The 1.3 million Americans who lost long-term unemployment benefits in December are stuck in the middle of a congressional game of chicken.
A bipartisan bill restoring benefits to America's unemployed passed a procedural hurdle in the Senate Tuesday, but the legislation remains in limbo as Republicans demand spending cuts to federal programs in exchange for the $6.5 billion bill.
Leading that charge, House Speaker John Boehner reiterated Thursday during a meeting with reporters that he would not bring any benefits bill to the House floor unless it was offset by additional spending reductions. He also had an additional request: Boehner said he repeatedly has asked the White House to include provisions in the bill that would help create jobs, not just give money to those without employment. Republicans have floated the idea of tacking on an amendment that would set in motion the construction of the Keystone XL pipeline, a longtime political flashpoint between the two parties.
"I have not talked to the president or Democratic leaders about this issue because I have laid out what needs to happen, and they have yet to come forward with any plan," Boehner said Thursday.
Once the Senate began debating an extension of long-term jobless benefits, Republicans started trying to refocus the debate. Instead of talking about extending a safety net, the GOP is discussing how to reboot the economy to help America's poor. They also are putting pressure on Senate Democrats and the White House to take up jobs bills the House already has passed.
"We are going to remain focused on creating jobs and get Americans back to work," Boehner said when asked about the role the House is playing in the unemployment benefits debate.
This week, prominent House Republicans -- from Majority Leader Eric Cantor, R-Va., to Budget Committee Chairman Paul Ryan, R-Wis. -- have made pitches to help Americans rely less on the government and more on a healthy economy.

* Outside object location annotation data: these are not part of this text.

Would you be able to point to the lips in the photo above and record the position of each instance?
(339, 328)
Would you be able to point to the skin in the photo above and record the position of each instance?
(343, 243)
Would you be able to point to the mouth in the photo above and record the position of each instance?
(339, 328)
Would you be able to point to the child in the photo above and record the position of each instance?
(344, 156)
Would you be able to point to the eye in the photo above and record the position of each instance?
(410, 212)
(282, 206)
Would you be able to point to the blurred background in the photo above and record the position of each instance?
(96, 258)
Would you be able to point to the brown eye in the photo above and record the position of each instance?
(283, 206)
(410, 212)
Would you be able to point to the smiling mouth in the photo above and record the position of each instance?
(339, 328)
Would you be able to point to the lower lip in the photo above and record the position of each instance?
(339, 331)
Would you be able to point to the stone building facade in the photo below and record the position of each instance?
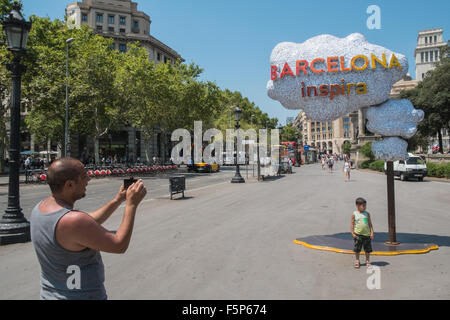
(122, 21)
(429, 43)
(327, 137)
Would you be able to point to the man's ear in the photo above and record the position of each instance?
(68, 183)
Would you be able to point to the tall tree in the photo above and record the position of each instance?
(5, 80)
(432, 95)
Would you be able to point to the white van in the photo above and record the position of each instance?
(413, 167)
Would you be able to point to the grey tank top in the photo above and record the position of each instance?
(66, 275)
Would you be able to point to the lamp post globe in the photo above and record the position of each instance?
(14, 227)
(237, 177)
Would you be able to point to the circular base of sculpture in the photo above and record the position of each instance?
(380, 248)
(237, 179)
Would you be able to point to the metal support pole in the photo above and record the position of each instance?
(66, 133)
(237, 177)
(14, 227)
(392, 240)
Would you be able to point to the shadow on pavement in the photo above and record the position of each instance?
(181, 198)
(273, 178)
(441, 241)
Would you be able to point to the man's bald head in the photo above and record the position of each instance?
(63, 170)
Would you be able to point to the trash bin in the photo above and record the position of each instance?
(177, 185)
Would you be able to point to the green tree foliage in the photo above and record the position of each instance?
(346, 147)
(110, 89)
(288, 133)
(432, 95)
(6, 6)
(366, 151)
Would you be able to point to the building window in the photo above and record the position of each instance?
(122, 47)
(100, 17)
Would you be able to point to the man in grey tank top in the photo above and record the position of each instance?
(68, 242)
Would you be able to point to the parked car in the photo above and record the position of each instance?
(413, 167)
(205, 167)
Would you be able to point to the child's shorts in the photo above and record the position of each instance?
(362, 241)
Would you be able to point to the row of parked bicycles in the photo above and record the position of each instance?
(40, 175)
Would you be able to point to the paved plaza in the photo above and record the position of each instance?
(235, 241)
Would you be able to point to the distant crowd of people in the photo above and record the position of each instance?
(329, 160)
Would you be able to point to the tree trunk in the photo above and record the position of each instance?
(2, 159)
(96, 149)
(441, 148)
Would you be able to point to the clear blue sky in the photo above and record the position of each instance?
(232, 39)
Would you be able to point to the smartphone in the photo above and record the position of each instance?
(128, 182)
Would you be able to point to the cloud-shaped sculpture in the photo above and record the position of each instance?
(394, 118)
(390, 149)
(328, 77)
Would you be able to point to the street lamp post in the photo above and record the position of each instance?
(237, 177)
(297, 160)
(14, 227)
(66, 133)
(280, 129)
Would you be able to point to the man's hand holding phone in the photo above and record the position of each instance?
(136, 193)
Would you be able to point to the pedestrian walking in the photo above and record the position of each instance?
(346, 168)
(362, 231)
(68, 242)
(330, 164)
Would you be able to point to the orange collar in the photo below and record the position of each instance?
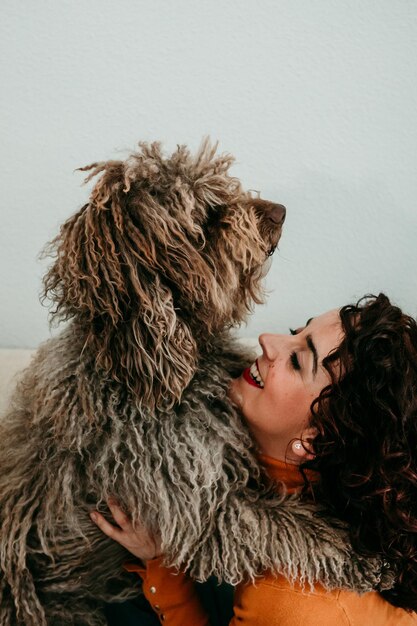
(287, 473)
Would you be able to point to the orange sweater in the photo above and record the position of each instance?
(273, 600)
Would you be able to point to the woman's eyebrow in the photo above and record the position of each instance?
(312, 347)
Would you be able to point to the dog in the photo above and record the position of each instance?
(131, 401)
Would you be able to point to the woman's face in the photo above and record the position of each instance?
(289, 376)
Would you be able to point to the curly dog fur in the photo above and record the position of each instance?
(130, 400)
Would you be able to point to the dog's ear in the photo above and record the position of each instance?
(106, 276)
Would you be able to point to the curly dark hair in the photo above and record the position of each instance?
(366, 447)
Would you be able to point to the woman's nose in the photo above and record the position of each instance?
(271, 345)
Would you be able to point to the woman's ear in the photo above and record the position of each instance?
(302, 447)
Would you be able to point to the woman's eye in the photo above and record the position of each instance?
(294, 361)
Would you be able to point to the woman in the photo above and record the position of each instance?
(339, 397)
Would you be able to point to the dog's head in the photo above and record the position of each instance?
(166, 253)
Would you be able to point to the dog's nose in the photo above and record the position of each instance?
(276, 213)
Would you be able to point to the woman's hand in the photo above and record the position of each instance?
(139, 542)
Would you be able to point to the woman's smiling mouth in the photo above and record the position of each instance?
(252, 376)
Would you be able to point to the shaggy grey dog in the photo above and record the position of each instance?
(130, 400)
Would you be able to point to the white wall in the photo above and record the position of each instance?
(317, 100)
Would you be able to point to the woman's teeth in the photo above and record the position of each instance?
(255, 375)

Across Capitol Hill, Senate Republicans also are trying to refocus the conversation. In an effort to not be seen as obstructionists, GOP senators in the past few days have proposed 24 amendments to offset the cost of extending unemployment benefits -- measures that range from delaying the Affordable Care Act's individual mandate to cracking down on illegal immigrants who cash in on the child tax credit. None of those proposals seems to be palatable to Democrats, however.
Still, Senate Majority Leader Harry Reid, D-Nev., expressed optimism Thursday that the Senate could work out a benefits deal. Reid has signaled a willingness to offset the costs of the bill under the condition that unemployment benefits be extended for an entire year instead of three months -- a move estimated to cost more than $24 billion annually.

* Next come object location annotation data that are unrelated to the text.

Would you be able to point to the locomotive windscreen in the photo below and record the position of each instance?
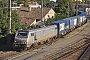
(22, 33)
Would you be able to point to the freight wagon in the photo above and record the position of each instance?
(26, 38)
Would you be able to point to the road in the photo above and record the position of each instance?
(48, 49)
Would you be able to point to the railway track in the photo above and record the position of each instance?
(8, 55)
(66, 51)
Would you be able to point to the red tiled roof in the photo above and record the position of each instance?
(28, 17)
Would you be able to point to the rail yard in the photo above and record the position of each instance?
(68, 48)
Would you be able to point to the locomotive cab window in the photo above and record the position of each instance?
(23, 33)
(32, 34)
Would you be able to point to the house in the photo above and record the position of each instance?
(30, 16)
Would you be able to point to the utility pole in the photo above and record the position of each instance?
(83, 5)
(9, 22)
(76, 7)
(41, 10)
(68, 9)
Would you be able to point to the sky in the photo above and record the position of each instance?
(53, 0)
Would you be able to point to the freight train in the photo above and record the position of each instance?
(27, 37)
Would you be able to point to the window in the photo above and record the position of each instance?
(32, 34)
(22, 33)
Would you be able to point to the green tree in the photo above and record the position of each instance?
(62, 7)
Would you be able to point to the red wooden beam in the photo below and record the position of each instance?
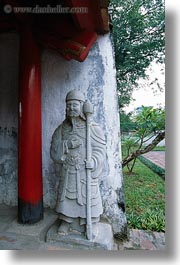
(76, 48)
(30, 195)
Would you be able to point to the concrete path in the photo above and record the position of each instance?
(156, 157)
(14, 236)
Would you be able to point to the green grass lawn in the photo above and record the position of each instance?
(144, 198)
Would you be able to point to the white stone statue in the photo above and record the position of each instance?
(78, 146)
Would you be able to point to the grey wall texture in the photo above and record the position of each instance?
(96, 78)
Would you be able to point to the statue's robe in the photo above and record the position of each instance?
(71, 200)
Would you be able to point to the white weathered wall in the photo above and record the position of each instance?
(96, 79)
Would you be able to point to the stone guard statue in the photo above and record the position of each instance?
(78, 146)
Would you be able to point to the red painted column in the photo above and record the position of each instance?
(30, 194)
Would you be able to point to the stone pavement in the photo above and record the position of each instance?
(14, 236)
(156, 157)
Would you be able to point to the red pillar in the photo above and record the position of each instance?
(30, 195)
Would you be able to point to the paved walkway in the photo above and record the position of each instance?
(156, 157)
(14, 236)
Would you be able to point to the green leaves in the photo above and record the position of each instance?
(145, 199)
(139, 38)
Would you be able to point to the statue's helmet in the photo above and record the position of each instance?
(75, 95)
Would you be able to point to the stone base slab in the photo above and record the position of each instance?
(102, 240)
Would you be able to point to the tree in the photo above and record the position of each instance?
(139, 38)
(150, 124)
(127, 124)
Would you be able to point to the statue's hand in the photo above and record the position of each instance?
(74, 143)
(89, 164)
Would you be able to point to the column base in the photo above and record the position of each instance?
(29, 213)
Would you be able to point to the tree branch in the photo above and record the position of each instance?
(148, 148)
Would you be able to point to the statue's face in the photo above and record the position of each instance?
(73, 108)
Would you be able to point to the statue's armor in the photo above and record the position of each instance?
(72, 187)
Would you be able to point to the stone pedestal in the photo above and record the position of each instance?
(103, 238)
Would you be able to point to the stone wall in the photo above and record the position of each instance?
(96, 79)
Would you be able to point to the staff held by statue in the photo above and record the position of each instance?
(88, 111)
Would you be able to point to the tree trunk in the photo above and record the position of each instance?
(148, 148)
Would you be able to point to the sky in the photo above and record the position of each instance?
(144, 94)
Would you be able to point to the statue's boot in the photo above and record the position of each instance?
(63, 228)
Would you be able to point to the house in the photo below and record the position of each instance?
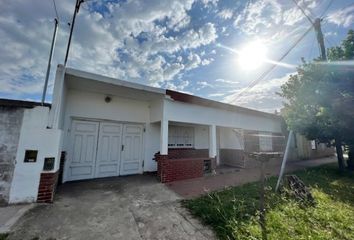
(99, 127)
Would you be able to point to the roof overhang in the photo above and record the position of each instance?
(90, 82)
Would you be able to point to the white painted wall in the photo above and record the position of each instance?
(190, 113)
(201, 137)
(34, 136)
(156, 110)
(229, 139)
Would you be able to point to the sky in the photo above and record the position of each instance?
(187, 45)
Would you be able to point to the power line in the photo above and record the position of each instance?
(261, 77)
(55, 9)
(327, 8)
(303, 11)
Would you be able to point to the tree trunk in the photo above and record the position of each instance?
(351, 157)
(339, 151)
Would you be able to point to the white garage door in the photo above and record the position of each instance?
(104, 149)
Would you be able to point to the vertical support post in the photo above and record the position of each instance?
(164, 137)
(212, 141)
(319, 34)
(262, 217)
(285, 158)
(50, 59)
(77, 7)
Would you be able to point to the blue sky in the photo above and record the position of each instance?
(181, 45)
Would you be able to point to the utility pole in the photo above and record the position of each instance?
(77, 7)
(56, 23)
(320, 40)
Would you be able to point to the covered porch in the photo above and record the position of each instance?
(190, 150)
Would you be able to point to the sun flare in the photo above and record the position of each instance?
(252, 56)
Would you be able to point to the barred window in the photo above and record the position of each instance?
(180, 137)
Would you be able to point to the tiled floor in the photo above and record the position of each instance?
(194, 187)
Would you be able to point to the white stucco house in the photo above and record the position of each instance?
(99, 127)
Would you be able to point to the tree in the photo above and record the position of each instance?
(320, 99)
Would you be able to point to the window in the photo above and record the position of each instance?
(180, 137)
(265, 142)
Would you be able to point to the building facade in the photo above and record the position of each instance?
(103, 127)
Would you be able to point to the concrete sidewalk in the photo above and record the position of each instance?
(198, 186)
(126, 208)
(10, 214)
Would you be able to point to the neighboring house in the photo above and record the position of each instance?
(102, 127)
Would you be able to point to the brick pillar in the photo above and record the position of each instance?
(161, 166)
(47, 187)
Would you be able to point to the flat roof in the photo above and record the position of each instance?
(187, 98)
(21, 103)
(113, 81)
(175, 95)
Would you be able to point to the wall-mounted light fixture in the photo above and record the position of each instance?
(108, 99)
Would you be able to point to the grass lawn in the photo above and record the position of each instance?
(232, 213)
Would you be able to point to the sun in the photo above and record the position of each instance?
(252, 56)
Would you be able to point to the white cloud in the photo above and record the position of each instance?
(105, 43)
(343, 17)
(262, 97)
(225, 14)
(224, 81)
(216, 95)
(204, 84)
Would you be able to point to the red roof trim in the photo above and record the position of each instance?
(187, 98)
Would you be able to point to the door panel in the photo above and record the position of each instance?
(82, 154)
(132, 153)
(109, 148)
(104, 149)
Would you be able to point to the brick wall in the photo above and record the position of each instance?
(182, 164)
(47, 187)
(187, 153)
(232, 157)
(179, 169)
(10, 127)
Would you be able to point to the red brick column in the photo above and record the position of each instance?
(161, 166)
(47, 187)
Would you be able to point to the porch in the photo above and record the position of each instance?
(190, 150)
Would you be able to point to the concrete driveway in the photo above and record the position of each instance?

A Reid aide confirmed the leader met Thursday morning with the original bill's sponsors, Sens. Jack Reed, D-R.I., and Dean Heller, R-Nev.
Aside from the human costs, a lot rests on Democrats' willingness to compromise. The GOP has accused Democrats of using the unemployment benefits bill as a wedge issue ahead of the 2014 election, saying it's a problem Democrats would rather campaign on than actually solve. Polls show that a majority of Americans support giving additional support to the country's long-term unemployed.